Romney: For high gas prices before he was against them


(Charlie Neibergall/AP)

Romney went so far as to make high gas prices out to be a welcome reality for the foreseeable future, one that people needed to learn to live with. When lieutenant governor Kerry Healey, a fellow Republican, called for suspending the state’s 23.5 cent gas tax during a price spike in May 2006, Romney rejected the idea, saying it would only further drive up gasoline consumption. “I don’t think that now is the time, and I’m not sure there will be the right time, for us to encourage the use of more gasoline,” Romney said, according to the Quincy Patriot Ledger’s report at the time. “I’m very much in favor of people recognizing that these high gasoline prices are probably here to stay.”

That’s problem with politics in the age of searchable online news archives is that it’s the opposite of an Etch a Sketch: Nothing ever disappears. It just gets taken out of context. And that’s what’s happening to both Romney and Obama here.

There’s an argument that fossil fuels currently represent a market failure: They impose a large cost on society in terms of environmental damage, but none of that shows up in the price we pay for them now. So fossil fuels look cheaper than they really are. It’s just that we’re paying for them in installments: Some of the costs will be paid later, when we have to adapt ourselves to a warmer Earth.

Economists and environmental experts on both sides of the aisle have argued that we should thus tax fossil fuels more heavily in order to bring the price into alignment with the costs. Romney now calls some of these Obama advisers the “gas-hike trio,” but one of his economic advisers, Harvard economist Greg Mankiw, has long made the same argument. He even created a club — “the Pigou club” — to build support for a carbon tax.

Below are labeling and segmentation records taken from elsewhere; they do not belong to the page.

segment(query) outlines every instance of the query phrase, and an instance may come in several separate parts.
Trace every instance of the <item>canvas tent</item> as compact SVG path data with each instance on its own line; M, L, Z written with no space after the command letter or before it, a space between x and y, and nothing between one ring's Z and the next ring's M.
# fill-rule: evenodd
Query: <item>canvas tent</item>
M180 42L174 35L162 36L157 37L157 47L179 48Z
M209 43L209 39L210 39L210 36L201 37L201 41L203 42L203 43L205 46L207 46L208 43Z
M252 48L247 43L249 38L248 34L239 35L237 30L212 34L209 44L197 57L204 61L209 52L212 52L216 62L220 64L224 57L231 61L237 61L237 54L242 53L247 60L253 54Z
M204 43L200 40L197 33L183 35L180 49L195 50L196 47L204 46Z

What no one believes, however, is that it’s good for oil prices to go up because of temporary instability in Libya or Iran. That’s not responding to a market failure. It doesn’t give consumers or energy producers new information they can use to make long-term investment plans. It doesn’t price in the environmental cost of fossil fuels. It’s just painful volatility that holds the economy back and makes oil-producing countries temporarily richer.